This package contains the LangChain integration with Bodo DataFrames, an open source, high performance DataFrame library that functions as a drop-in replacement for Pandas.
With just a single-line-of-code change, Bodo DataFrames automatically accelerates and scales Pandas code;
simply replace:
import pandas as pd
with:
import bodo.pandas as pd
Under the hood, Bodo DataFrames uses lazy evaluation to optimize sequences of Pandas operations, streams data through operators to enable processing larger-than-memory datasets, and leverages MPI-based high-performance computing technology for efficient parallel execution that can easily scale from laptop to large cluster.
pip install -U langchain-bodo
No additional credentials/configurations are required.
Note
Bodo DataFrames agents call the Python
agent under the hood, which executes LLM generated Python code.
Use with caution.
Bodo DataFrames agents are similar to Pandas agents except agent-generated code operates on Bodo DataFrames to answer questions on larger datasets. Because Bodo DataFrames is mostly compatible with Pandas, it is an ideal target for LLM code generation that's easy to verify, efficient, and scalable beyond the typical limitations of Pandas.
This example uses the Titanic dataset which can be found at https://raw.githubusercontent.com/pandas-dev/pandas/main/doc/data/titanic.csv.
import bodo.pandas as pd
from langchain_bodo import create_bodo_dataframes_agent
from langchain_openai import OpenAI
df = pd.read_csv("titanic.csv")
agent = create_bodo_dataframes_agent(OpenAI(temperature=0), df, verbose=True)

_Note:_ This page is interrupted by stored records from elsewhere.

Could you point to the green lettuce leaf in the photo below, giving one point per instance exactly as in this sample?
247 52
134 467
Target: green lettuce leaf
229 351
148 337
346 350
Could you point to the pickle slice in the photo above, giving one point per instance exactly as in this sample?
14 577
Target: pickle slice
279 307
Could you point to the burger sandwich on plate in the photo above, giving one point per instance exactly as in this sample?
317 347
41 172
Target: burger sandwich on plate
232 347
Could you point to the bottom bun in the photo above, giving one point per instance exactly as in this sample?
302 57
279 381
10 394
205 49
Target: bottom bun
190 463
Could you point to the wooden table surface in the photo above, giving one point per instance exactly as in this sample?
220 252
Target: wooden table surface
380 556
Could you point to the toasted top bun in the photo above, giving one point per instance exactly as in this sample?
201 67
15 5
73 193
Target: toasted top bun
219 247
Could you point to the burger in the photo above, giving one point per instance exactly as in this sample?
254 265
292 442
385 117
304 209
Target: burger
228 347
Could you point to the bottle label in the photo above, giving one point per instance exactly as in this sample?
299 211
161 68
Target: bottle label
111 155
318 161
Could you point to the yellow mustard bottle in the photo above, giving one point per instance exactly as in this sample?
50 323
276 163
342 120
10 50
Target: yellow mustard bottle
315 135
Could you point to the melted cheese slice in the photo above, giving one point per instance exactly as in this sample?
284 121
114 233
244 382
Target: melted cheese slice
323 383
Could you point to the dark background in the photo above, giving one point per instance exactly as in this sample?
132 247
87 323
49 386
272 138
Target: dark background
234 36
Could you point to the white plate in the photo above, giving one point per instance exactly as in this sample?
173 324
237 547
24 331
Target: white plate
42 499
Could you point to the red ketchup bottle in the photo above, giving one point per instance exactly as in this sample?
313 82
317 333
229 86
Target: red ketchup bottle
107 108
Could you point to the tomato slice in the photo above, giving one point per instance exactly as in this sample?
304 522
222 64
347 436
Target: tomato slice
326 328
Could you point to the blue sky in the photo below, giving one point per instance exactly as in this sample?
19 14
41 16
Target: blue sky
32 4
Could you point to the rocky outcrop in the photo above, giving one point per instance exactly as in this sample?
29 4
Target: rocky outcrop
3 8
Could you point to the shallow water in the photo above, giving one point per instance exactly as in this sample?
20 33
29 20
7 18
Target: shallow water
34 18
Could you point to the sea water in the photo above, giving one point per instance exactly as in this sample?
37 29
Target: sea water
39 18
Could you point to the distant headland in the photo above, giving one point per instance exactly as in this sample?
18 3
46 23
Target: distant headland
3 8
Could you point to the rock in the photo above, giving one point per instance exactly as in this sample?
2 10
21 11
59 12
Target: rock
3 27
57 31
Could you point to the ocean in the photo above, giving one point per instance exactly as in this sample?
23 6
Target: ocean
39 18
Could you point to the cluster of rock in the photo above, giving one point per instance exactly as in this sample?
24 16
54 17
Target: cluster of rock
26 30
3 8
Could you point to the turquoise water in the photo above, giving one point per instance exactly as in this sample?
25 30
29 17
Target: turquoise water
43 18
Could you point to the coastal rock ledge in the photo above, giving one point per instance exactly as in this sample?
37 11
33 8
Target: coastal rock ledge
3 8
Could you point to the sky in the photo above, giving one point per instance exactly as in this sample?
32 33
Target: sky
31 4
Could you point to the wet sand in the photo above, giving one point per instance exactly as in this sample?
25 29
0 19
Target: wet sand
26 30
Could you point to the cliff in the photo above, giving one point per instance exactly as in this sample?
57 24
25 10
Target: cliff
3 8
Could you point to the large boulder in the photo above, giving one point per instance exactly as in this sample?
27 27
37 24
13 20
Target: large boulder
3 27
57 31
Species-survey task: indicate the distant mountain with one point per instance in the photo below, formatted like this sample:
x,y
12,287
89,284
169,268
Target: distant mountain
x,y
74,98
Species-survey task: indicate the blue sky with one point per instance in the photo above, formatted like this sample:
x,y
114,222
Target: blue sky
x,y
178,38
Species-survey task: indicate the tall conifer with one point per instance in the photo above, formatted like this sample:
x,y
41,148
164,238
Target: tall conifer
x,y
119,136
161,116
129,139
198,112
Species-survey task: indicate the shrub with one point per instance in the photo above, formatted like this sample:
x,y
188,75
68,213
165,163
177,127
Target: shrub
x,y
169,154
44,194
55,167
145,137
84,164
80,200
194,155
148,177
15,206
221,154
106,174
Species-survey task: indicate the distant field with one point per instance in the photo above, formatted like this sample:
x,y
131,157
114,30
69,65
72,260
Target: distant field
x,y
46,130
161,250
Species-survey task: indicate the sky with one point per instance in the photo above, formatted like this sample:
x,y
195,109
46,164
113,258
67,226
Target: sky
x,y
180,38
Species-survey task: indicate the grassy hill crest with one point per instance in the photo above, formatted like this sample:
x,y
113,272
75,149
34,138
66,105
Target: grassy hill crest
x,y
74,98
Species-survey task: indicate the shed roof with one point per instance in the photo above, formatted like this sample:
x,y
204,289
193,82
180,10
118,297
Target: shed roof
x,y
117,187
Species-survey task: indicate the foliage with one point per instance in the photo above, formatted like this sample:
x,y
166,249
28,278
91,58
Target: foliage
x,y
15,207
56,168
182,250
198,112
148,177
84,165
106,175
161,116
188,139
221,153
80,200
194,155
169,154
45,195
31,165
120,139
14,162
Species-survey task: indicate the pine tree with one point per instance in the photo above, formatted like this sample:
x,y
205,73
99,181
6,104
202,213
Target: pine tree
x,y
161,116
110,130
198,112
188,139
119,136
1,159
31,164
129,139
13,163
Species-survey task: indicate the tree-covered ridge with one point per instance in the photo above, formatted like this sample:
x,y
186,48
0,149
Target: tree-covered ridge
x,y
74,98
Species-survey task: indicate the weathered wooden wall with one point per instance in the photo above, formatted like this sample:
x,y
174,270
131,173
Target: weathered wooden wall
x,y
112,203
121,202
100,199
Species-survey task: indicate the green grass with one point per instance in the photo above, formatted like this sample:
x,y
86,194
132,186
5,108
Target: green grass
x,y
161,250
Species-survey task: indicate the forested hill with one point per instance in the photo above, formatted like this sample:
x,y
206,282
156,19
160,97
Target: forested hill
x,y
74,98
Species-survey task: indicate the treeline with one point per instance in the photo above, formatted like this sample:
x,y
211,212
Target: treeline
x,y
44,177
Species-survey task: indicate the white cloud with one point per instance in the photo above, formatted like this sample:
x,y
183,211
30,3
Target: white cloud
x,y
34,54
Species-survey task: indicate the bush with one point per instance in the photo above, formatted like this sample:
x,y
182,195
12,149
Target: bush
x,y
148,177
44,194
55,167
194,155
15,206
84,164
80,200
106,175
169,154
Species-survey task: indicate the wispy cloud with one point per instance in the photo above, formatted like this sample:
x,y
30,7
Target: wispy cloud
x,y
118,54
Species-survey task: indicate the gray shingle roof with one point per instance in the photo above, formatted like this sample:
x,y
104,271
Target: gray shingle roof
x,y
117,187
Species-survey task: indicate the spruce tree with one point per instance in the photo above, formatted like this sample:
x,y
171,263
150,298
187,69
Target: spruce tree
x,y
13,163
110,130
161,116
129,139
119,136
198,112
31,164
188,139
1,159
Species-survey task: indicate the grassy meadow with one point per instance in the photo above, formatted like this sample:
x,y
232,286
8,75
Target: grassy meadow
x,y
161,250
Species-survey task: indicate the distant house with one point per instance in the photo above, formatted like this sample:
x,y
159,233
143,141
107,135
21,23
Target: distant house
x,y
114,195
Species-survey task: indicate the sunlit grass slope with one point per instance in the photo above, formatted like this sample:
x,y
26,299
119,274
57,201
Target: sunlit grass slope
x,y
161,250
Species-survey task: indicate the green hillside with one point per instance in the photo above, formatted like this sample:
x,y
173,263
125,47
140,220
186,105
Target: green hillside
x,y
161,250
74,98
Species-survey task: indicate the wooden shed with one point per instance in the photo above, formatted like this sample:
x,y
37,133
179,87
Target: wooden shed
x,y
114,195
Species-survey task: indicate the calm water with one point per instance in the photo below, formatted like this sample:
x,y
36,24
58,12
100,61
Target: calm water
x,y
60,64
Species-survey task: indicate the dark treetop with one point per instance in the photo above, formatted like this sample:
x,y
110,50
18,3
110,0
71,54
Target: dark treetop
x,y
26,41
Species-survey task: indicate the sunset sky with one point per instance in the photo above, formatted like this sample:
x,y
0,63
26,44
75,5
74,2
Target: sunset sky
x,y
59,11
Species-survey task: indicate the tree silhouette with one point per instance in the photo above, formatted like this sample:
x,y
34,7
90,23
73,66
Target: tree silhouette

agent.invoke("What was the average age of the male passengers?")
Sample Output:
> Entering new AgentExecutor chain...
Thought: I need to filter the dataframe to only include male passengers and then calculate the average age.
Action: python_repl_ast
Action Input: df[df['Sex'] == 'male']['Age'].mean()30.72664459161148I now know the final answer
Final Answer: The average age of the male passengers is 30.73 years old.
> Finished chain.
You can also pass one or more Pandas DataFrames to agents:
from langchain_bodo import create_bodo_dataframes_agent
from langchain_openai import OpenAI
import pandas
df = pandas.read_csv("titanic.csv")
df2 = df.copy()
agent = create_bodo_dataframes_agent(OpenAI(temperature=0), [df, df2], verbose=True)
For more details refer to Bodo DataFrames API documentation.